Eflin, who has been out since July 16, with right knee tendinitis, is scheduled to start Thursday against the Arizona Diamondbacks.
“I feel mentally ready to come back,” Eflin said Wednesday afternoon. “I feel prepared and ready to go.”
Philadelphia (63-62) hosted the Tampa Bay Rays (78-48) on Wednesday night. The Phillies have not made the postseason since 2011. They are in a precarious position.
Philadelphia began Wednesday 4.5 games back of the first-place Atlanta Braves in the National League East. The Phillies could be a couple of losses away from having their playoff chances disappear.
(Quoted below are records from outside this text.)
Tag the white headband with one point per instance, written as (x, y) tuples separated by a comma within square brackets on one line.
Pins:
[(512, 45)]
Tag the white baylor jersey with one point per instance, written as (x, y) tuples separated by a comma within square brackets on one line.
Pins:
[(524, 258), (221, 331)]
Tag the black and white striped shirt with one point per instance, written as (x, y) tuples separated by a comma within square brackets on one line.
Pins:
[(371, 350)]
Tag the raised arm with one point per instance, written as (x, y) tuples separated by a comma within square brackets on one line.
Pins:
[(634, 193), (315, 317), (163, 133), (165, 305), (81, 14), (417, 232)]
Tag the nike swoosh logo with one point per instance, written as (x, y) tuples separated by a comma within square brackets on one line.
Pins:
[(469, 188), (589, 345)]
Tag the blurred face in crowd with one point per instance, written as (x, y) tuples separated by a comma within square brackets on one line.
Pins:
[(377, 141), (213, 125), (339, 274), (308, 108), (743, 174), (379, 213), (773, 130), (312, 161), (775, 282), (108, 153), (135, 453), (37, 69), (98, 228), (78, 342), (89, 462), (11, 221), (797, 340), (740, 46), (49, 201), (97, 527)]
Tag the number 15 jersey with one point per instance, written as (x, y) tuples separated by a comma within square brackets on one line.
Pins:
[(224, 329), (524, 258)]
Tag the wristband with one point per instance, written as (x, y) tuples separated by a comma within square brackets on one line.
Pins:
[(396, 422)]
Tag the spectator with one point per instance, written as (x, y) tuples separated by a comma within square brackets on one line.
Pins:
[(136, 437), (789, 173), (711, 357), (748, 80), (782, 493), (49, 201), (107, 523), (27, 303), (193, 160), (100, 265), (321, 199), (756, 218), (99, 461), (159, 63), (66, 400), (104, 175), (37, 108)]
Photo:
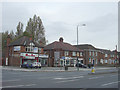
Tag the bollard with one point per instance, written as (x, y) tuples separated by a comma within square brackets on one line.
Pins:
[(93, 70)]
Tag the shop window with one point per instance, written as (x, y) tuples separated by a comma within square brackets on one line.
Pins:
[(73, 53), (93, 53), (89, 53), (81, 54), (68, 62)]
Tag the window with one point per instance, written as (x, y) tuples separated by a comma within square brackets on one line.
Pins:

Eflin is 4-7 with a 4.17 ERA this season. But he’s a better pitcher than those numbers indicate. He gave up six runs in 3 2/3 innings in his final start before being placed on the injured list. Eflin entered that start with a 3.88 ERA.
Eflin’s durability will be a question Thursday. He threw 31 pitches in a rehab game for the double-A Reading Fightin Phillies on Saturday. Eflin struck out three in 2 1/3 scoreless innings.
On Wednesday, manager Joe Girardi didn’t speculate on how many pitches Eflin would throw Thursday. Eflin said he would throw 50 pitches and see how he felt from there.
“We’ll just watch carefully,” Girardi said. “I won’t put a limit on it, but obviously it’s not 100 (pitches).”
The Phillies decided to have Eflin pitch Thursday in the big leagues instead of throwing a second rehab outing. Eflin said he preferred to return to the big leagues without even the first rehab outing.
“We just felt that (Eflin) can help us here,” Girardi said. “I saw his last start. I thought his stuff was good.”
Eflin’s return gives the Phillies five reliable starting pitchers as he rejoins a rotation that already features Zack Wheeler, Aaron Nola, Kyle Gibson and Ranger Suarez.
The Phillies most recent trouble has been an anemic lineup. Eflin won’t add to Philadelphia’s offense, but the Phillies currently need every quality player they can get.
“It will be fun ... to bring the energy every single day and not just sit on the bench and watch and cheerlead,” Eflin said. “It (stinks) being hurt. It’s really is a horrible feeling, and I’m happy I’m back.”